The cramped cockpit area of the lunar lander (LEM) filled with alarms “1202 error, 1202 error” meaning the onboard computer was crashing due to a flood of data. Finally, the “1201 error” sounded out — meaning a complete shutdown of the main computer. The onboard electronics had barely any computational power — far less than even a cellphone — probably even less than a two dollar kiddy toy today.
The two White astronauts standing at the helm (there wasn’t any pilot seats), Neil Armstrong and “Buzz” Aldrin, had a choice: Abort by firing the main ascent engines to regain orbit or take the bull by the horns. They had less than a minute before they went into a free-fall, very possibly crashing down on the moon, marooning the two for the short amount of time it would take for them to run out of oxygen and electrical power. If this had happened, right now the two today would be frozen corpses, their faces and and limbs twisted up, slowly floating around close to the floor inside the LEM.
But we all now know what happened. Armstrong brilliantly took manual control of the craft. Ahead of him was a large crater and boulders the size of Volkswagen cars. He had to deftly handle the joystick to get them over that to something better to land down on.

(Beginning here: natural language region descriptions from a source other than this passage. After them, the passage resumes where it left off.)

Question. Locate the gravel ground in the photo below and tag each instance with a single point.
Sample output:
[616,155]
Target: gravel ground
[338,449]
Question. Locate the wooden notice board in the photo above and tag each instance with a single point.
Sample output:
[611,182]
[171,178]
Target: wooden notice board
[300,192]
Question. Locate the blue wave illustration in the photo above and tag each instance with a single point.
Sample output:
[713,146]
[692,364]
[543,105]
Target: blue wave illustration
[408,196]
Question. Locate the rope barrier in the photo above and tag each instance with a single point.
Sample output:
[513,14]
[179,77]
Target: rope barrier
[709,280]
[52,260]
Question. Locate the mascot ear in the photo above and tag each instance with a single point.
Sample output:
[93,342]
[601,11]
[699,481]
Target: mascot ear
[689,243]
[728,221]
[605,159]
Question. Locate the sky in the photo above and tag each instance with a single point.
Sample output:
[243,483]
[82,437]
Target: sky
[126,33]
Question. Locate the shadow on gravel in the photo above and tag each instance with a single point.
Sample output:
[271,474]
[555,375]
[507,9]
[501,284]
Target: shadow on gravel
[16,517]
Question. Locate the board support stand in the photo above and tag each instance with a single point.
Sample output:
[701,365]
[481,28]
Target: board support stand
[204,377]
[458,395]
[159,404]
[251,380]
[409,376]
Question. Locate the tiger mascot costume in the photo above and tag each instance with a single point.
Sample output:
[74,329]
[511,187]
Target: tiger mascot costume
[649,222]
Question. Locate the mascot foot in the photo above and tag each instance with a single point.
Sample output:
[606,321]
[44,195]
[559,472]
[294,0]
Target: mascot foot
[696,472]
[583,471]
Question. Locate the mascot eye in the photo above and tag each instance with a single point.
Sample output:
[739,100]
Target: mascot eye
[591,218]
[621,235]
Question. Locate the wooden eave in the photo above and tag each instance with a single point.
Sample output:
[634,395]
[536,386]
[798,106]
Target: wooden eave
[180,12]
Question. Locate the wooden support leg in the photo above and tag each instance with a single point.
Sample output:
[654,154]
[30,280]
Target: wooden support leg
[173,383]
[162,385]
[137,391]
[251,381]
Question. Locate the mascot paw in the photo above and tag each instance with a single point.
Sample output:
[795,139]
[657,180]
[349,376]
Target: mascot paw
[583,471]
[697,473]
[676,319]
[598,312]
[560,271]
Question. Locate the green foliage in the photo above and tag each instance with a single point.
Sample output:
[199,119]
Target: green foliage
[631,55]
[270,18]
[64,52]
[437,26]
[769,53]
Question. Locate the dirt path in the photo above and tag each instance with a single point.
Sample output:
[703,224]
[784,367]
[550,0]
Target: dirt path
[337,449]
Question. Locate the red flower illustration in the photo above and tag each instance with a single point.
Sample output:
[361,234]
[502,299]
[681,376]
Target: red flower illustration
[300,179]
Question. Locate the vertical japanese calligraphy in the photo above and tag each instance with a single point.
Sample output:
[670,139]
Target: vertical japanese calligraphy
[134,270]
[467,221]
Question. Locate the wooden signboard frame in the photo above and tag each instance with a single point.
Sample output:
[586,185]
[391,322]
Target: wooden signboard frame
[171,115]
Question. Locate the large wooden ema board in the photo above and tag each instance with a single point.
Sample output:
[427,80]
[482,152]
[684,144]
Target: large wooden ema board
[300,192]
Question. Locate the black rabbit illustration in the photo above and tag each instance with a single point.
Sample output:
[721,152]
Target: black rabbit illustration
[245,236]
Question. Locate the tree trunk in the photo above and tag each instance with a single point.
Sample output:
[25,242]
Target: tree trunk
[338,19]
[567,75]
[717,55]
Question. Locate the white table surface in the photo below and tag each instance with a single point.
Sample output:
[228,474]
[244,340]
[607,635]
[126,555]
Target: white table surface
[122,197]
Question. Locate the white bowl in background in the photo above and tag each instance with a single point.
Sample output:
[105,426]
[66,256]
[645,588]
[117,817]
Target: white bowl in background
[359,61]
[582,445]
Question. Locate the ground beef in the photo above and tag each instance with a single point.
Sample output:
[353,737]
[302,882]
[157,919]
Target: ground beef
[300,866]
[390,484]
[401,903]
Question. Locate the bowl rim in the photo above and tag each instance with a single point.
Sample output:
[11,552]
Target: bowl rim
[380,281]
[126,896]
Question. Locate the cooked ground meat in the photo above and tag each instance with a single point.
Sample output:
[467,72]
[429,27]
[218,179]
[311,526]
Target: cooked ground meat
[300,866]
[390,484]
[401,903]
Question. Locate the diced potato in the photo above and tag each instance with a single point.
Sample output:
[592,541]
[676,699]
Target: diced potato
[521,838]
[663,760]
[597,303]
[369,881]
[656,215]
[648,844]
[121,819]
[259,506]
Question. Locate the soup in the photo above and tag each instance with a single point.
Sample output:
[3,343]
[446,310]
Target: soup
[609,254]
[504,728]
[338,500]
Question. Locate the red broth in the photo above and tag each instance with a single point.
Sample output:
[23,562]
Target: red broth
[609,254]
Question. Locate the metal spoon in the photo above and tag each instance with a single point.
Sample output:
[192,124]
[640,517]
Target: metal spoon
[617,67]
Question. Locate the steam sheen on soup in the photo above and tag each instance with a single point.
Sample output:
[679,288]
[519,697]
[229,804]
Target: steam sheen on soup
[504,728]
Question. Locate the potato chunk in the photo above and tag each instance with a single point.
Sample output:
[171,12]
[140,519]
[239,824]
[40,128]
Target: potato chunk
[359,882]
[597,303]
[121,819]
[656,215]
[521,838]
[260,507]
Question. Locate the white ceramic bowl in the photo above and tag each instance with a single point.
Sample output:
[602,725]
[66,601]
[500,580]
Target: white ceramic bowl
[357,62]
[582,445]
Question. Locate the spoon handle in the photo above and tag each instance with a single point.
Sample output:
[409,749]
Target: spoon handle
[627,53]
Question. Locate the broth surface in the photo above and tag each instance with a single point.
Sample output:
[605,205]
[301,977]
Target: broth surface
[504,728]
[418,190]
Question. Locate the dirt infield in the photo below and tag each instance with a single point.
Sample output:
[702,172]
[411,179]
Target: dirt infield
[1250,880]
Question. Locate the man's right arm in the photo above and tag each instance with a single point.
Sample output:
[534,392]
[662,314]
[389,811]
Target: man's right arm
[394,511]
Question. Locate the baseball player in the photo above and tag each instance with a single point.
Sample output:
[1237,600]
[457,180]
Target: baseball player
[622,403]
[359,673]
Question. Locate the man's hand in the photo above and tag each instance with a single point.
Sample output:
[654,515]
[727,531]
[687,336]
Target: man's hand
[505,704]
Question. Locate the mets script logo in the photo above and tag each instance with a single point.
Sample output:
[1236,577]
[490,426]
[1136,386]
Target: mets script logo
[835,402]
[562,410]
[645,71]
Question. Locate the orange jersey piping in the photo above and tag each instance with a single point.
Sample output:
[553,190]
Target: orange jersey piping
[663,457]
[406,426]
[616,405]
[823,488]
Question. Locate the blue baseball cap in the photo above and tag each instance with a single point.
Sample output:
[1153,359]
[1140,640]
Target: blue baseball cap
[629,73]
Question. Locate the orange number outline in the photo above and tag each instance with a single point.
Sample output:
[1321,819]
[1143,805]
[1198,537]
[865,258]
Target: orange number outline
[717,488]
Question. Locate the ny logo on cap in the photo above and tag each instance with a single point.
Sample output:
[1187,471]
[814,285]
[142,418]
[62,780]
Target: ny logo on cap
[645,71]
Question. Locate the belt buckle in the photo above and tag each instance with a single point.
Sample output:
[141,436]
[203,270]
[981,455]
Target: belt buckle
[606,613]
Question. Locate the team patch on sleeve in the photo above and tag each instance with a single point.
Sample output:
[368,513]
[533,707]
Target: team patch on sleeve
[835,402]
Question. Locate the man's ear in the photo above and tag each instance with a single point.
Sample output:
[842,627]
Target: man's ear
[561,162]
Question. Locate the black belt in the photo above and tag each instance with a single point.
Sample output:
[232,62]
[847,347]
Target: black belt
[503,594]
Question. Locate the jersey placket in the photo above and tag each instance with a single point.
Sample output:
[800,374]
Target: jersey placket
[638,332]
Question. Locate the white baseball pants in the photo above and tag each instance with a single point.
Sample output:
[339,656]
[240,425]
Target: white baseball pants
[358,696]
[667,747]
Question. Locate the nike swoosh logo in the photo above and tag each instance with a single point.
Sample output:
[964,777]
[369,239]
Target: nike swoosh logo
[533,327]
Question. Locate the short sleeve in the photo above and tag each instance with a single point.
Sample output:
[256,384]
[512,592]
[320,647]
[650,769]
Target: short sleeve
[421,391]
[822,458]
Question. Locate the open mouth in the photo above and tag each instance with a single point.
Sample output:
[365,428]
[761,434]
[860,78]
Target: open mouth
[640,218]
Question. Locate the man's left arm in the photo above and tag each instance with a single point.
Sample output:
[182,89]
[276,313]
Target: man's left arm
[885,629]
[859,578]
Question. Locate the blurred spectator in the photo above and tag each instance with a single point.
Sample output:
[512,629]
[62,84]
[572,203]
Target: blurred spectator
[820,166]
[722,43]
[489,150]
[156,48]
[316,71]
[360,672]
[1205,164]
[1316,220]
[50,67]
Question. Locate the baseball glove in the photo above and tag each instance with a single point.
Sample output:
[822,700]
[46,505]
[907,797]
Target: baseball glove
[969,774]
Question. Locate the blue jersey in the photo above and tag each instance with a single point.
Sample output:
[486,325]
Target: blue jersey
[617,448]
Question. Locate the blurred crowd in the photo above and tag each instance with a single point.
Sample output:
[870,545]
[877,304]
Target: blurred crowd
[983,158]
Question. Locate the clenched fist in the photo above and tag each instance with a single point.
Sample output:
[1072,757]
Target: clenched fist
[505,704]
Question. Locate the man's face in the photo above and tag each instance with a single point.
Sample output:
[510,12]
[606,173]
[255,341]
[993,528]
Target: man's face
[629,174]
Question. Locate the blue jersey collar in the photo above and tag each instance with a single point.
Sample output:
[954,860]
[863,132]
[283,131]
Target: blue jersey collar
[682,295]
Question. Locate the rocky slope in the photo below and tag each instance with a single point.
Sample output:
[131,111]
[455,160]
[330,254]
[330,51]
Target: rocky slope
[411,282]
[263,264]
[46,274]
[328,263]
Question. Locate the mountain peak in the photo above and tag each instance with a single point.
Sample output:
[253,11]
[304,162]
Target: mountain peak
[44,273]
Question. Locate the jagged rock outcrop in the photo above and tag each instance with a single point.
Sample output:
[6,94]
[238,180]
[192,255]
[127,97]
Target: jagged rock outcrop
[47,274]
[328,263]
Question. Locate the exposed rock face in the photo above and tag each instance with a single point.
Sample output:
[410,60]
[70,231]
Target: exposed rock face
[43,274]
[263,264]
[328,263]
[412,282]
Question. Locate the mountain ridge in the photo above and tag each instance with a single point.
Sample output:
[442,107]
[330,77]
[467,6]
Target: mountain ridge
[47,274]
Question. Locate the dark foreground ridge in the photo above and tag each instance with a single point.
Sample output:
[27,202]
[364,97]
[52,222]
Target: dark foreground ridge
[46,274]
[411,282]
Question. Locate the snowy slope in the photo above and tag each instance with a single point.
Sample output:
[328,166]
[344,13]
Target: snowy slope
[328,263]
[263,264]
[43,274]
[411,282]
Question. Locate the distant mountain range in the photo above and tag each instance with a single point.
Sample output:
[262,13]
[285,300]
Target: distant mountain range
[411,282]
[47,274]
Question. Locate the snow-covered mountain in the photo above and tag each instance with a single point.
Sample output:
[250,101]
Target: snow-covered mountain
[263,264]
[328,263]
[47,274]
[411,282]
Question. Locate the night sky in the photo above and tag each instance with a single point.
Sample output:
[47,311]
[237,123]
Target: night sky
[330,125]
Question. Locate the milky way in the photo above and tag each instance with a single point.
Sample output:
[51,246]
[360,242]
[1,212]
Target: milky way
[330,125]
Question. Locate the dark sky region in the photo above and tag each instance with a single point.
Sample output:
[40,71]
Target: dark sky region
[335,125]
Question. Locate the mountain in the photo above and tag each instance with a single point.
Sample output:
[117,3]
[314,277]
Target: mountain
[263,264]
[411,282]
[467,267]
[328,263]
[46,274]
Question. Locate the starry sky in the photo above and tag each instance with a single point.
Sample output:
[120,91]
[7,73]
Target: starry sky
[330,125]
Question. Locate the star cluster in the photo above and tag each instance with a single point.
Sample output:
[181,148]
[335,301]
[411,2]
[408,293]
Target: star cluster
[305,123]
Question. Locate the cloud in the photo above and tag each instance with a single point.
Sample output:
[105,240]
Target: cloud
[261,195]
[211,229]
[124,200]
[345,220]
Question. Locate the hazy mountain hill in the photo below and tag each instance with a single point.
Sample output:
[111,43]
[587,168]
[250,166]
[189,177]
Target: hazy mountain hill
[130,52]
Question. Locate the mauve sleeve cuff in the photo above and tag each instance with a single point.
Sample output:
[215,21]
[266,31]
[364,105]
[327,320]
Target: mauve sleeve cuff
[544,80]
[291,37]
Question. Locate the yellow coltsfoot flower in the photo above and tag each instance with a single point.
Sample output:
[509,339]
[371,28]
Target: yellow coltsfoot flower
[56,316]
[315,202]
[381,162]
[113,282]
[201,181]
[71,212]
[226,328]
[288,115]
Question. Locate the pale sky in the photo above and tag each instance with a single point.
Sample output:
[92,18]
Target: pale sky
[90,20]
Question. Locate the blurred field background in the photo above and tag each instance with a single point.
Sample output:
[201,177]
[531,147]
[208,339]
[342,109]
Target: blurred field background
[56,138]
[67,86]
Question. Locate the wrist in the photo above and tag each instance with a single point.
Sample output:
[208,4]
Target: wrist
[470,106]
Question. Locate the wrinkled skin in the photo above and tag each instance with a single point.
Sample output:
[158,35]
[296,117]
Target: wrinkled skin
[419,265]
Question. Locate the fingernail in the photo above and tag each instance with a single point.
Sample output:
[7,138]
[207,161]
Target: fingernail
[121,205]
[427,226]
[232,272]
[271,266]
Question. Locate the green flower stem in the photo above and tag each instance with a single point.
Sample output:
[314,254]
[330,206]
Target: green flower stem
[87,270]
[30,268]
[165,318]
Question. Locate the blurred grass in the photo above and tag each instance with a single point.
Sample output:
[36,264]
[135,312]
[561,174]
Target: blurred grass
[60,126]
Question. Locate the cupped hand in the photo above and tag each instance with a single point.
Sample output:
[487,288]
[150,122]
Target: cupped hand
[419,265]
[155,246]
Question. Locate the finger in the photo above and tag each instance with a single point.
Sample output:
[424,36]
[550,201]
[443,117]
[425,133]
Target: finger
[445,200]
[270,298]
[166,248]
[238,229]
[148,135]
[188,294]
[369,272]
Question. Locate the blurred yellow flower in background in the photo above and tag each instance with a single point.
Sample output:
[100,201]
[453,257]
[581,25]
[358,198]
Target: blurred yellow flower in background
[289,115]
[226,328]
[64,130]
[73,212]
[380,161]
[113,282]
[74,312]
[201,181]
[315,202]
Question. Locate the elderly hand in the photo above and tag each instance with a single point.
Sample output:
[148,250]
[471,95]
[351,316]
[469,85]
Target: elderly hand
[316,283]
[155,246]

The famous words “Houston: Tranquility base here. The Eagle has landed” were heard over the squawk box back at Mission Control. Armstrong had handled it perfectly, setting down the lander with mere seconds to go. Armstrong was one cool customer. Having him at the controls paid off big time for NASA. He already had survived one fiery crash on Earth piloting an unwieldy training version of the LEM by ejecting when the craft went haywire. That ejection seat could easily have driven him head first into the ground.